Orange skies over San Francisco as a result of wildfires raging in California, September 9, 2020. Photo: cmichel67/Flickr, CC BY 2.0
The first recognised appearance of smog occurred in the summer of 1943 in Los Angeles, which was then experiencing a rapid automobile-driven development boom. Visibility was reduced to just three city blocks, and the noxious substance in the air caused a burning sensation in the eyes and lungs.
American air quality got worse before it got better. Though eighty million Americans still live in counties with unhealthy levels of air pollution, the overall trend has been down since its peak around 1970 thanks to regulations designed to curb emissions.
Over the same period, smoking rates have precipitously declined. Meanwhile, new workplace regulations have taken aim at indoor air quality. You would think, given both improved outdoor and indoor air quality and less smoking, that US lung health trends would point dramatically upward. But the benefits of this trend haven’t been equally distributed.
While overall lung function has improved, disparities in lung health have persisted or grown over the last six decades, a reality that has come to bear on health outcomes during the COVID-19 pandemic.
Since COVID-19 is a respiratory illness, pulmonary health has played a major role in determining the severity of cases. People with worse lung health are at increased risk for hospitalization and death. And according to a new study entitled ‘Socioeconomic Inequality in Respiratory Health in the US From 1959 to 2018’ published in the journal JAMA Internal Medicine, class makes a bigger difference than it used to in determining lung health.

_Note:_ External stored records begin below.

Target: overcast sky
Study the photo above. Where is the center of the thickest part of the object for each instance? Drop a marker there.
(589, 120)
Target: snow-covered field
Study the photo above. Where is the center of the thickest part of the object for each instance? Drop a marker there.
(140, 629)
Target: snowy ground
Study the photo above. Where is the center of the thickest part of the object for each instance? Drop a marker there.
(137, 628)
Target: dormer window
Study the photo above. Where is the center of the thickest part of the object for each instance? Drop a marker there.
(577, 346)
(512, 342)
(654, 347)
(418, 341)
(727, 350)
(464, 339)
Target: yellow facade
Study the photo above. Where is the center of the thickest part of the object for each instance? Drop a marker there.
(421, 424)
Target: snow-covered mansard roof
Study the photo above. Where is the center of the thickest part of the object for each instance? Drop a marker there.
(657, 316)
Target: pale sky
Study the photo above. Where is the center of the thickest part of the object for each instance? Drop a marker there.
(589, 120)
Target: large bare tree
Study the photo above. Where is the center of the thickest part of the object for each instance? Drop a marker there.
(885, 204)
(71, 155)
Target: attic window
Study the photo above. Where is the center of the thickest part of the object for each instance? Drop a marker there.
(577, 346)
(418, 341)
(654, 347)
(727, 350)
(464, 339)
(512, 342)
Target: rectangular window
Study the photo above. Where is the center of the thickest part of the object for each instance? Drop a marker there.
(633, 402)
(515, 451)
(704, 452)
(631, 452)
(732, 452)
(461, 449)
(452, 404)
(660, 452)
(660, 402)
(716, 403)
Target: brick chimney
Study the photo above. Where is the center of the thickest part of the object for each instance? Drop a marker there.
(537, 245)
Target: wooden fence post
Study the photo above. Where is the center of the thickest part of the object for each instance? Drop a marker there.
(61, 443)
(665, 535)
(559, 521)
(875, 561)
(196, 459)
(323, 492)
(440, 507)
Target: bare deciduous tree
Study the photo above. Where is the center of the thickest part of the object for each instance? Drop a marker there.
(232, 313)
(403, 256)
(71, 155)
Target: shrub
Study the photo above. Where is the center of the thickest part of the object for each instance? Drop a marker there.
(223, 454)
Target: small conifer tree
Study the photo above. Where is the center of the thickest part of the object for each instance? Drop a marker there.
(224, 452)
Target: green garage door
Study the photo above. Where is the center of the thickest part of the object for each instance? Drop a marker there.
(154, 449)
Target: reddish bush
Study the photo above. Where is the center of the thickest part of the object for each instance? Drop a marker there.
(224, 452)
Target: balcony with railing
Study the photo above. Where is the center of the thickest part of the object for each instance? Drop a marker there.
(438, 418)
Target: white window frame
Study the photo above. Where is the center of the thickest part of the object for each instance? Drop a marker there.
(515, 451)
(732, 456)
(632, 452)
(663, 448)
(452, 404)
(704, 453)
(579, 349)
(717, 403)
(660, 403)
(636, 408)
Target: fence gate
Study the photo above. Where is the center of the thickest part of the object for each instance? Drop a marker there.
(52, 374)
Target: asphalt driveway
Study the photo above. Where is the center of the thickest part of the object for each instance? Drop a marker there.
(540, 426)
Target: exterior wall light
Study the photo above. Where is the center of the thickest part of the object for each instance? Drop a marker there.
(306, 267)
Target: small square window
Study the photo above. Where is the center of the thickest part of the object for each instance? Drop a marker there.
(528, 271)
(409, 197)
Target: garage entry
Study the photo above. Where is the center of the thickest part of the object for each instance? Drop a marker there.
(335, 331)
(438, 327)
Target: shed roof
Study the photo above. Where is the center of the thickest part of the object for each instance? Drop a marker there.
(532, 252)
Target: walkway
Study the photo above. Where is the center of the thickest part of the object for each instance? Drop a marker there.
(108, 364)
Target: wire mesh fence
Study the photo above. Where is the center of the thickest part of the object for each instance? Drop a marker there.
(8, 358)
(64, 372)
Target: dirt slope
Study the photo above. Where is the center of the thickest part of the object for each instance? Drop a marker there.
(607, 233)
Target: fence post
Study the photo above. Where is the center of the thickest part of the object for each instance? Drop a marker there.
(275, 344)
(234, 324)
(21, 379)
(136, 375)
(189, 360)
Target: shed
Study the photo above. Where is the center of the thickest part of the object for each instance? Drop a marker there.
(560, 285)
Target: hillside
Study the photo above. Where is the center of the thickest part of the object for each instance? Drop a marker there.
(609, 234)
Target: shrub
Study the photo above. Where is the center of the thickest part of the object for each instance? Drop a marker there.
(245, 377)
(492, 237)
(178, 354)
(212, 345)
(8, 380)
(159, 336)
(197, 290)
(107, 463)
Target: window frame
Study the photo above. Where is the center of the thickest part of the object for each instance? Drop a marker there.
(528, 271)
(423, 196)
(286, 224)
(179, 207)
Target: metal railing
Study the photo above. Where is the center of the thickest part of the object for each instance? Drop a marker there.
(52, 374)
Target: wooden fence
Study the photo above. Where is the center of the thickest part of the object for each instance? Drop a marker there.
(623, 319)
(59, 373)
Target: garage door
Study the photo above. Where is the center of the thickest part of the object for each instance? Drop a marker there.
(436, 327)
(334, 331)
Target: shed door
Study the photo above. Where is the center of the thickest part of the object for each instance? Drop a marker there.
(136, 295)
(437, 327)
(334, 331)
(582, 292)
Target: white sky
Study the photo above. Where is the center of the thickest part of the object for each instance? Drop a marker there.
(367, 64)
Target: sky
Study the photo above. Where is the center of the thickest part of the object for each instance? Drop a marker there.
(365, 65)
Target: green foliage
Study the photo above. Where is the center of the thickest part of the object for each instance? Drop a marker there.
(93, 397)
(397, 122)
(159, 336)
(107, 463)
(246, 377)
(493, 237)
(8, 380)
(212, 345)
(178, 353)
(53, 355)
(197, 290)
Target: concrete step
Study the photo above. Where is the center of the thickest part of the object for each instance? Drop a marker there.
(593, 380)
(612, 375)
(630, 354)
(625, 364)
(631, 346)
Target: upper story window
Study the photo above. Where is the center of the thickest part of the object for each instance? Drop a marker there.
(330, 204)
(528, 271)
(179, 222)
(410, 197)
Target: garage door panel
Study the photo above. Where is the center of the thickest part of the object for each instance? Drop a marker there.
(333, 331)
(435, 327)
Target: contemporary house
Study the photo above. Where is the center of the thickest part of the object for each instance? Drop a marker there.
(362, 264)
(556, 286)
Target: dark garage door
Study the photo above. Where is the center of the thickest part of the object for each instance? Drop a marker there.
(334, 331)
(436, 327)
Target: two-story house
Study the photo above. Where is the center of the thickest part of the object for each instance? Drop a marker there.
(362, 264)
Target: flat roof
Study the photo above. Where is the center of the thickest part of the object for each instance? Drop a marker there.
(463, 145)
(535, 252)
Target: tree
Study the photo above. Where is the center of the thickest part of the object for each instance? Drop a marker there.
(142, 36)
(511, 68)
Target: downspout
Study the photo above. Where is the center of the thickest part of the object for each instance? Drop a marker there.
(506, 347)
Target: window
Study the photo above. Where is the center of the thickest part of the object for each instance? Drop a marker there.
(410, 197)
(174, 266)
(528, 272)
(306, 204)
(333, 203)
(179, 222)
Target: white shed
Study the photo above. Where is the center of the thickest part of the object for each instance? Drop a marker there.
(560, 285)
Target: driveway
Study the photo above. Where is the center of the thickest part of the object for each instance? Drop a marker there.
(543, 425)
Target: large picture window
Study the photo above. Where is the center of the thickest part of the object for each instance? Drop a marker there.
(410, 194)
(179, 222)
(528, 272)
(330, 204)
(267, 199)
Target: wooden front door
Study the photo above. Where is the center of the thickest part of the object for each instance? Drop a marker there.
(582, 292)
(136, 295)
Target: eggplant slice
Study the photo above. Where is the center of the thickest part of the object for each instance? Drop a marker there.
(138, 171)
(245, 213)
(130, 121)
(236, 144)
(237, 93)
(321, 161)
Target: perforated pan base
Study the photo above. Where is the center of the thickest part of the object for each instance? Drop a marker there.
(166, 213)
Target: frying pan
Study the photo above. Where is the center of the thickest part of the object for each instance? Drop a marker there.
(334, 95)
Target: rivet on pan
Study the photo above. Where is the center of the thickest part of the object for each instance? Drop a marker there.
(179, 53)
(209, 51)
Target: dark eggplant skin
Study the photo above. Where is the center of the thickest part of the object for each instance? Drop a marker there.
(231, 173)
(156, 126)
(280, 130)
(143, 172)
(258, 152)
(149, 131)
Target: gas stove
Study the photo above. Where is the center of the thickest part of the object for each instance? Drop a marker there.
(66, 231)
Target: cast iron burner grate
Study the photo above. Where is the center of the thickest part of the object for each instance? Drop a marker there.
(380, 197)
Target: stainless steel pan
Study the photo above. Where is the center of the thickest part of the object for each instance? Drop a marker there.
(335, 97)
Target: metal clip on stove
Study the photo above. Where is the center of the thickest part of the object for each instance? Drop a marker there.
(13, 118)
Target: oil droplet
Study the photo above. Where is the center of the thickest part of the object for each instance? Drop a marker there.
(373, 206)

To study the issue of disparities in lung health the researchers looked at six decades worth of data from national surveys. The surveys collected information on everything from habits to symptoms, and it was possible to break down results by income and education.
In some cases the survey data contained the results of actual pulmonary function tests. When examining these results, researchers found that the gap between wealthy and poor respondents’ pulmonary functioning has widened since 1971, a trend that can help explain economic disparities in COVID-19 outcomes.
Naturally, smoking is a big part of the story. The researchers observe that before the 1980s class had little bearing on who smoked and who didn’t. Over the subsequent decades, smoking rates fell sharply among the wealthiest Americans and didn’t change much at all among the poorest.
But smoking doesn’t account for the entire phenomenon. In the late 1970s, there was a similar prevalence of childhood asthma in the highest and lowest income groups. While asthma rates have risen among all income groups since then, they’ve risen fastest among the poorest. Now the rate of childhood asthma in the lowest income quintile is twice the rate of asthma in the highest quintile. Childhood asthma is strongly linked to environmental factors like pollution.
The same general pattern of lung disease held for adults, where economic disparities in the incidence of chronic obstructive pulmonary disease (COPD) have widened. COPD has been shown to be positively correlated with increased odds of hospitalization, ICU admission, and mortality from COVID-19. Some common factors linked to COPD include not only smoking but exposure to unhealthy working conditions, polluted cities and neighborhoods, and inadequate access to health care.
As the researchers sifted through the survey data, they found that no economic disparity in any measure of lung health has narrowed in the last six decades. They’ve all either persisted or widened. Respondents to these surveys were asked to self-report shortness of breath on exertion, problem cough, and wheezing. Even when the overall incidence of these issues fell, the income and education disparities grew.
“Poorer Americans and those with less education aren’t enjoying the fruits of progress,” says one of the study’s coauthors, Steffie Woolhandler, a primary care physician and distinguished professor at CUNY’s Hunter College and a lecturer at Harvard Medical School.
“They continue to work in hazardous workplaces, live in polluted neighborhoods, and have inferior access to healthcare. Until we address those inequities, inequities in lung health will persist.”
The study’s lead author Adam Gaffney, assistant professor in medicine at Harvard Medical School and a pulmonary and critical care specialist at the Cambridge Health Alliance, underscores that the widening economic disparity in lung health set the stage for the devastation wrought by the COVID-19 pandemic.
“We’ve learned from the COVID-19 pandemic that our society’s inequalities are mirrored in the health of our lungs,” says Gaffney. “Our study shows that inequalities in lung health — which left many people vulnerable to COVID-19 pneumonia — are long-standing and increasing.”
“To address this injustice,” Gaffney adds, “we need to ensure that everyone has the prerequisites for healthy lungs: clean air to breathe, a safe and sanitary workplace and high-quality healthcare.”